Nur noch zwei, drei kleine Änderungen. Fotos aussuchen und ab gehts in meine XING-Gruppen und ich poste bis der Arzt kommt. Ping, Plöp, Zisch und schon kommen die ersten Like´s.

„Guter Job vom Redakteur!“ Dachte ich mir. Toll das ich Ihn kennengelernt habe. Das Gesetzt der Resonanz gibt es also doch!

Und dann die erste Nachricht auf meinen neuen Beitrag:

Kai *********
11.08.2016, 17:54 Uhr
Hallo,

wer hat bei wem abgeschrieben?

Link zum Artikel.

Gruß,
**

Als ich den Link öffnete und wirklich „meinen“ Artikel lese wird mir schlecht. Wie peinlich! Und auf sowas falle ich rein! Wort für Wort stimmen überein. Ich meine jetzt nicht das sich die Beiträge ähnlich sind. Ich meine da ist jedes einzelne Wort, jedes Satzzeichen jede Pointe identisch ist. Es war gar nicht mein Artikel den ich veröffentlicht habe. Es war auch nicht der Artikel von meinem neuen Redakteursfreund. Es war und ist ein Artikel von Dirk Kreuter.

Mein neuer Plagiatsfreund hat nicht 3 Tage lang recherchiert. Er hat kopiert. Und mir den Text als seine Idee verkauft. Ziemlich dummes Gefühl. Warum habe ich das nicht vorher kontrolliert? Wie stehe ich denn jetzt da? Betrüger? Ideenklauer?

Nachdem ich die Zweite Nachricht über Xing erhalte in der mir die gleiche Frage gestellt wird, lösche ich alle Artikel aus den einzelnen Gruppen.

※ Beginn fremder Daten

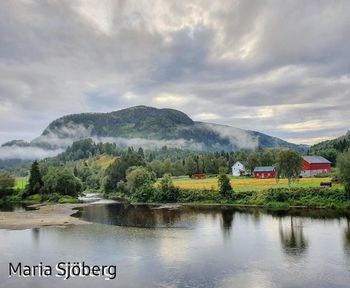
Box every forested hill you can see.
[1,106,305,151]
[311,131,350,152]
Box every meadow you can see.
[173,176,342,192]
[15,177,28,190]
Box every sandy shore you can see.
[0,204,89,230]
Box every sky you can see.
[0,0,350,144]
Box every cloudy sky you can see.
[0,0,350,144]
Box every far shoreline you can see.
[0,203,90,230]
[0,202,350,230]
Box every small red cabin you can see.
[192,173,205,180]
[301,156,332,177]
[253,166,276,179]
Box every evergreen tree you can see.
[218,173,232,198]
[26,160,44,195]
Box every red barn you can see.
[300,156,331,177]
[192,173,205,180]
[253,166,276,179]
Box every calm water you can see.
[0,204,350,288]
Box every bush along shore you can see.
[0,150,350,209]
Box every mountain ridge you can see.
[2,105,305,151]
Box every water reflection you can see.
[221,209,235,238]
[76,203,193,228]
[279,216,308,256]
[343,218,350,255]
[0,204,350,288]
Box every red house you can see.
[192,173,205,180]
[300,156,331,177]
[253,166,276,179]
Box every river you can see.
[0,203,350,288]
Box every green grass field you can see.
[174,177,342,192]
[15,177,28,190]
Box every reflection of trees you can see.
[279,216,308,256]
[221,209,235,237]
[344,218,350,254]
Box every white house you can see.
[231,161,245,176]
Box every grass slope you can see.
[174,177,342,192]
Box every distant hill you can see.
[310,131,350,152]
[3,106,305,151]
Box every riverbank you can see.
[105,187,350,209]
[0,204,89,230]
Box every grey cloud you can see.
[0,0,350,142]
[0,146,63,160]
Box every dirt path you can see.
[0,204,89,230]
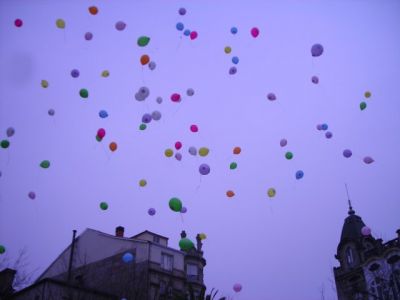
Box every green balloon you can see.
[79,89,89,98]
[360,101,367,110]
[1,140,10,149]
[285,152,293,159]
[40,160,50,169]
[138,35,150,47]
[169,197,182,212]
[229,162,237,170]
[179,238,194,251]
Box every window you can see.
[161,253,174,271]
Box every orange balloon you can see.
[226,191,235,198]
[109,142,117,152]
[233,147,242,154]
[140,54,150,66]
[89,6,99,15]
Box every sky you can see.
[0,0,400,300]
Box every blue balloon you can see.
[122,252,134,263]
[296,170,304,179]
[176,22,185,31]
[99,110,108,119]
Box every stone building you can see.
[333,201,400,300]
[3,226,206,300]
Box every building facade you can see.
[333,203,400,300]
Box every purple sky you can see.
[0,0,400,300]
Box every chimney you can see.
[115,226,125,237]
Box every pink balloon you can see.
[190,124,199,132]
[251,27,260,38]
[97,128,106,139]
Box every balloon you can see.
[179,238,194,251]
[115,21,126,31]
[164,148,174,157]
[186,89,194,96]
[233,147,242,154]
[40,160,50,169]
[267,93,276,101]
[140,54,150,66]
[189,146,197,155]
[199,164,210,175]
[296,170,304,179]
[6,127,15,137]
[14,19,23,27]
[101,70,110,77]
[71,69,79,78]
[226,190,235,198]
[229,67,237,75]
[151,110,161,121]
[267,188,276,198]
[233,283,242,293]
[142,114,152,124]
[85,32,93,41]
[199,147,210,157]
[40,80,49,88]
[250,27,260,38]
[99,109,108,119]
[176,22,185,31]
[361,226,371,236]
[56,19,65,29]
[311,44,324,57]
[122,252,134,263]
[79,89,89,98]
[363,156,374,165]
[178,7,186,16]
[175,141,182,150]
[89,6,99,15]
[171,93,181,102]
[137,35,150,47]
[149,61,156,71]
[0,140,10,149]
[285,152,293,159]
[97,128,106,139]
[360,101,367,110]
[108,142,118,152]
[343,149,353,158]
[169,197,182,212]
[190,31,198,40]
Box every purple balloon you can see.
[343,149,353,158]
[199,164,210,175]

WAS HABE ICH DARAUS GELERNT?
„Gute Ideen erkennt man daran, dass sie geklaut werden.“
Rudi Carrell

FEHLER GEHÖREN DAZU!
Es klingt ein wenig dubios, aber: Fehler sind etwas Gutes. Sie mögen sich manchmal nicht gut anfühlen, man schämt sich dafür, ärgert sich, macht sich selbst manchmal noch dafür fertig. Mit dem richtigen Umgang von Fehlern entwickelt man sich jedoch weiter, lernt und kann sie als Helfer anerkennen.

Den Fehler anerkennen
Damit fängt alles an. Ohne das eigene Missgeschick zu akzeptieren und als solches zu erkennen, wird kein Lerneffekt entstehen. Fehler sind natürlich, vor allem bei hohen Maßstäben und Anspruch an sich selbst.

Die Erfahrung auseinander nehmen
Scheitern kann erlösend sein. Wenn Sie daraus lernen. Es braucht nicht das Ende Ihrer Laufbahn zu sein. Im Gegenteil kann es karrierefördernd sein, wenn Sie sich die Zeit nehmen, um all den gesamten Saft aus der Zitrone zu pressen, in die Sie beißen mussten.

Verhalten wirklich ändern
Natürlich sollten Sie sich nicht nur vornehmen, es das nächste Mal anders und besser zu machen. Sie sollten sich überlegen, in welcher nächsten Situation Sie sich tatsächlich anders verhalten, sich diese Situation vor Augen führen, vielleicht sogar für sich proben, wenn das möglich ist. Die Wahrscheinlichkeit ist wesentlich höher, dass Sie Ihr Gelerntes so erfolgreich umsetzen.

Voller Elan in das nächste Projekt einsteigen
Sie können es Fehlern nicht erlauben, Sie beim nächsten Mal zu bremsen und Ihr Potential einzugrenzen. Wenn Sie vom Pferd fallen, sollten Sie sofort wieder aufsteigen (es sei denn, eines Ihrer Gliedmaßen hängt ungewöhnlich vom Körper ab…). Ich nutze meinen Fehler und habe wie Sie gerade bemerken einen tollen Beitrag daraus erschaffen. Und das alles ohne meinen neuen Redakteursfeind.

Und sollte ich irgendwann einmal Herrn Kreuter live begegnen werde ich mich bei Ihm bedanken. Auch er hat sein Teil dazu beigetragen das ich aus meinem Fehler gelernt habe. Und eins darf ich feststellen. Der Beitrag „im Fitnesstudio“ ist wirklich gut.

Welche Erfahrungen haben Sie mit Fehlern und was haben Sie daraus gelernt?